Tak hanya medan, dirinya harus memperhitungkan waktu evakuasi agar berjalan dengan cepat. Mereka yang selamat dalam evakuasi kerap dalam kondisi yang lemah dan membutuhkan pertolongan cepat.
"Ini suka dukanya. Kalau di jurang atau sungai yang sulit dalam proses evakuasi jenazah, kita harus memikirkan bagaimana jenazah sampai ke atas. Ini hanya bisa dilakukan lewat kerja sama tim," jelas dia.
Evakuasi kecelakaan pendaki gunung pun tak jauh berbeda. Jika sang pendaki selamat, dirinya akan mempercepat langkah agar sampai di bawah dengan cepat.

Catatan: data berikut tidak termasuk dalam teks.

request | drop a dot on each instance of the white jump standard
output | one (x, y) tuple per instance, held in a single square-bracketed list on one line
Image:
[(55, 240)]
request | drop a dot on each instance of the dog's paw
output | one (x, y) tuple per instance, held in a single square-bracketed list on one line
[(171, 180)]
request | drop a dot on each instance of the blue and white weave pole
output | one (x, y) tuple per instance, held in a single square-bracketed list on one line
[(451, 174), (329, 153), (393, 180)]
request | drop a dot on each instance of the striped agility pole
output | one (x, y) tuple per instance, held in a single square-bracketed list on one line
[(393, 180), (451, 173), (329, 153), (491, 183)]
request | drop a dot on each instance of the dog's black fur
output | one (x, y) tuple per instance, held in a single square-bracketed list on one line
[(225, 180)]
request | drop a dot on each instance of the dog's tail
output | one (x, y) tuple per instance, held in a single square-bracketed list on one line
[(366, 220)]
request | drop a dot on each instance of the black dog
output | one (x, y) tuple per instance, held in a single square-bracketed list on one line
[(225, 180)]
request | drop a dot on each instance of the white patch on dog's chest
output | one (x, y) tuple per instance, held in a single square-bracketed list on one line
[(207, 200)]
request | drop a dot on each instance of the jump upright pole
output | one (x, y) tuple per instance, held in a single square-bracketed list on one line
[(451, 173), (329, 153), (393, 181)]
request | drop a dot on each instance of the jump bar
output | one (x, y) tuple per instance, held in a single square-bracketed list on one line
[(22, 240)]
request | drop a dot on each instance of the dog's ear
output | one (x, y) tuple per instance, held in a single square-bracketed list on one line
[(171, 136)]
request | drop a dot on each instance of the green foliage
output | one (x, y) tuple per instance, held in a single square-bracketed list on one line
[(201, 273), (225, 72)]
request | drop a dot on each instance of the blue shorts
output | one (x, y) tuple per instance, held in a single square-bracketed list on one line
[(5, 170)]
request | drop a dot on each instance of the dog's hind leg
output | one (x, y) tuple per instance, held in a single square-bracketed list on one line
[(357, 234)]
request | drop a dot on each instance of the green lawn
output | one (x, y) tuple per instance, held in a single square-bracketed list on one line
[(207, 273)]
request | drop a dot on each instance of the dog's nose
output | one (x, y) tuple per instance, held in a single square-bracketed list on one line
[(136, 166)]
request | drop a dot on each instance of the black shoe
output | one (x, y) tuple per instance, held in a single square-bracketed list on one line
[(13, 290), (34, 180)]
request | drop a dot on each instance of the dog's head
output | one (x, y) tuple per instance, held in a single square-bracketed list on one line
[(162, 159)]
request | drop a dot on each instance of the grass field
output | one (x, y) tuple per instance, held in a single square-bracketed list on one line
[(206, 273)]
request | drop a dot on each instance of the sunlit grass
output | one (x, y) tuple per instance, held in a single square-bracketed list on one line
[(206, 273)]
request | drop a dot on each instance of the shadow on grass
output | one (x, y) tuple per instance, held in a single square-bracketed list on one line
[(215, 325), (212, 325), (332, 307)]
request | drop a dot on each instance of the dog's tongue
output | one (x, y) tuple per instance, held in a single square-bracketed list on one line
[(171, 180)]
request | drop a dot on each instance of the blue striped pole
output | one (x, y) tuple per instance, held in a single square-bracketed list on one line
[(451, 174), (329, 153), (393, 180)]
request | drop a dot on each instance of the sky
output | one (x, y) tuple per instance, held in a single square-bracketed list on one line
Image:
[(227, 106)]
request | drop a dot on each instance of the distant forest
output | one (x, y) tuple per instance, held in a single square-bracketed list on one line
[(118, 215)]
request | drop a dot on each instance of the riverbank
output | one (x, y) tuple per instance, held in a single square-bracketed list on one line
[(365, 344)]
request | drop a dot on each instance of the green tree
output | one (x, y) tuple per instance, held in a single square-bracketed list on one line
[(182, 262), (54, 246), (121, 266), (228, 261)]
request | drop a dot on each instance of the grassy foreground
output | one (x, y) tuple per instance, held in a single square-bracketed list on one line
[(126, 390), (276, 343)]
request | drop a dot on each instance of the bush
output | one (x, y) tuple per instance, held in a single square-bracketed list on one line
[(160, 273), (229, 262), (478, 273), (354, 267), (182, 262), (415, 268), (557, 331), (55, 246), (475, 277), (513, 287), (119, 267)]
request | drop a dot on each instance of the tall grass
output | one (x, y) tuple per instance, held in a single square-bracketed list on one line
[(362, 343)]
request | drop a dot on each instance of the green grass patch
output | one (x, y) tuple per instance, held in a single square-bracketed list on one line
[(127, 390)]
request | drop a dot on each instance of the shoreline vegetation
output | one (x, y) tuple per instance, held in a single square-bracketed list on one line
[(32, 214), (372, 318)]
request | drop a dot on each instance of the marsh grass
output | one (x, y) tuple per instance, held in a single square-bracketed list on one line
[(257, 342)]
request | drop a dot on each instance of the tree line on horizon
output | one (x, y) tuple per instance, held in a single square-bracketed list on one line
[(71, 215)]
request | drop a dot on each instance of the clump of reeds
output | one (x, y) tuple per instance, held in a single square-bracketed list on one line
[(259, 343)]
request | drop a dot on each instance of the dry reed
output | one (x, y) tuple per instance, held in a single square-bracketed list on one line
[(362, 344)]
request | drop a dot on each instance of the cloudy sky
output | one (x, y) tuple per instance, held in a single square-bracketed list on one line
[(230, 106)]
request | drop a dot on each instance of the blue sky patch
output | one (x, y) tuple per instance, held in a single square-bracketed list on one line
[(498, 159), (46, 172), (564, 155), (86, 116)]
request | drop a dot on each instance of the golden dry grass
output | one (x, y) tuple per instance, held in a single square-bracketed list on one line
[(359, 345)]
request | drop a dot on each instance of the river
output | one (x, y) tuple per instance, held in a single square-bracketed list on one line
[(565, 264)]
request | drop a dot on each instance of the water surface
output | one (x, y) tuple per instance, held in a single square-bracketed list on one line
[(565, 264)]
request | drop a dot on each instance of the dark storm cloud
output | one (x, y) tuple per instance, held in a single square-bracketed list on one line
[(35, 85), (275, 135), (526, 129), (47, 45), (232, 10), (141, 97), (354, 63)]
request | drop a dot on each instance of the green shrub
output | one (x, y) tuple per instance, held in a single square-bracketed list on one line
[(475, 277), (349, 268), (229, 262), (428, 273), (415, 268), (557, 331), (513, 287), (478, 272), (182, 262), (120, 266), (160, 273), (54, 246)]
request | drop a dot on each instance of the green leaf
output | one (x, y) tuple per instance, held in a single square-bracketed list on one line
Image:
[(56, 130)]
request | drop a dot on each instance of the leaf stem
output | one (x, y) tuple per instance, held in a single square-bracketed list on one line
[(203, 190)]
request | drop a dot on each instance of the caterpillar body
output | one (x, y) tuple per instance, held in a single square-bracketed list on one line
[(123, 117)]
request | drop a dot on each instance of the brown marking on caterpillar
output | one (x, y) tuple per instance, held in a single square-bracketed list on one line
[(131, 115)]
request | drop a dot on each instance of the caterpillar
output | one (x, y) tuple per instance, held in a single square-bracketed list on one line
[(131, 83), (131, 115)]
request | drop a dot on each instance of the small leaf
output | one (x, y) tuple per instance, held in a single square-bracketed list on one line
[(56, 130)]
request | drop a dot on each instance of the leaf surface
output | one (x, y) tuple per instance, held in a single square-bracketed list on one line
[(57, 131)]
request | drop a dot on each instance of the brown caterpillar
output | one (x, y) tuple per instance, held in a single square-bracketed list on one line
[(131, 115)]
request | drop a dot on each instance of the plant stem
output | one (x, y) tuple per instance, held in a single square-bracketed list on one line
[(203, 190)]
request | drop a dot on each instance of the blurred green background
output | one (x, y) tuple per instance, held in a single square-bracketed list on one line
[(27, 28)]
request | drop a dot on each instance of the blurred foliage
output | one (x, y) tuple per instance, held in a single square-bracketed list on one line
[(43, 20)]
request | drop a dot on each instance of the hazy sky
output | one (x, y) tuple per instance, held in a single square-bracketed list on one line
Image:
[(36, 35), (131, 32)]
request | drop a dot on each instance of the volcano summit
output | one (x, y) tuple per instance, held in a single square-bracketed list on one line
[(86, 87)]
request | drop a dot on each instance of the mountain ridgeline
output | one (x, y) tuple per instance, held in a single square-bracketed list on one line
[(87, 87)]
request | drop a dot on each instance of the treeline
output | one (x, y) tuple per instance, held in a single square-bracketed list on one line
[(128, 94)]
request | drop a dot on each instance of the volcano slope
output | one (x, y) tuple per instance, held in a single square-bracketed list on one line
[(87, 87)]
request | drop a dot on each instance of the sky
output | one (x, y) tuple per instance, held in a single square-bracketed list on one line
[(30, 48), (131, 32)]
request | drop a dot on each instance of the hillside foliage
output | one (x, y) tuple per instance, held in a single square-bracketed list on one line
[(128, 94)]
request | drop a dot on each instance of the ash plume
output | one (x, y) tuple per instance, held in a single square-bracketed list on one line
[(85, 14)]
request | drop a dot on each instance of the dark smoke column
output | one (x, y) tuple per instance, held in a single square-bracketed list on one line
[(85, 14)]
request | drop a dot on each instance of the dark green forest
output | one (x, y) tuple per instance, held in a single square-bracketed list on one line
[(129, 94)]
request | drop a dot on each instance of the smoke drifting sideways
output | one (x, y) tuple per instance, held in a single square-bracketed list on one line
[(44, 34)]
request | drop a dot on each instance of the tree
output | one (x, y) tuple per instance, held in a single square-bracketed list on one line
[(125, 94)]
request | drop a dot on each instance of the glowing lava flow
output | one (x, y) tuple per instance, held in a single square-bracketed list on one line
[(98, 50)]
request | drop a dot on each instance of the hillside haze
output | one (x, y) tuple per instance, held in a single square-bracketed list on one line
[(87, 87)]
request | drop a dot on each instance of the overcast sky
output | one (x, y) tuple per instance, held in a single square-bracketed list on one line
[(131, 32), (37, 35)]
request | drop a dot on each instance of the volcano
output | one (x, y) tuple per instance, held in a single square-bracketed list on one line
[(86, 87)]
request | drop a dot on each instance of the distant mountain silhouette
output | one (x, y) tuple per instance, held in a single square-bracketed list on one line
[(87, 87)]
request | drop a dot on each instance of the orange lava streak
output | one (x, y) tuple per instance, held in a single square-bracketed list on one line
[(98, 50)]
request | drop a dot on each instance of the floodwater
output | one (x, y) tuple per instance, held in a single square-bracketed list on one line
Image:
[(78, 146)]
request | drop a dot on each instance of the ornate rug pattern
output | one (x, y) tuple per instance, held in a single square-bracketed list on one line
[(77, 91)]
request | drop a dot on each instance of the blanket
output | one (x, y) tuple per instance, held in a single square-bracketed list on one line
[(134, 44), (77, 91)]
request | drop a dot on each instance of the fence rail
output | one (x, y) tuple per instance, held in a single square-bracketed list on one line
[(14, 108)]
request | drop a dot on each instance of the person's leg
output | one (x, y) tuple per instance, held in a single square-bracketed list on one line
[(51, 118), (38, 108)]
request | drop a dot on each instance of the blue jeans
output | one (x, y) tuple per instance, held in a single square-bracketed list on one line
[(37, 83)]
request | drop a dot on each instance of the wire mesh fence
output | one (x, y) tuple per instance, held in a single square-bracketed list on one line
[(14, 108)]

"Karena di gunung itu kita kerap terjebak badai. Kalau pendaki ditemukan meninggal dunia, maka kita memilih berteduh terlebih dahulu hingga cuaca membaik. Sedangkan jika selamat, badai pun harus kita tembus dengan cepat. Kita berbicara nyawa," jelas dia.
Sementara menurut Andreanus dari Banda Rescure, relawan tak hanya soal kemauan untuk menolong. Tapi sangat diperlukan keahlian. Relawan Banda dengan masing-masing keahlian ditugaskan sesuai kemampuan masing-masing.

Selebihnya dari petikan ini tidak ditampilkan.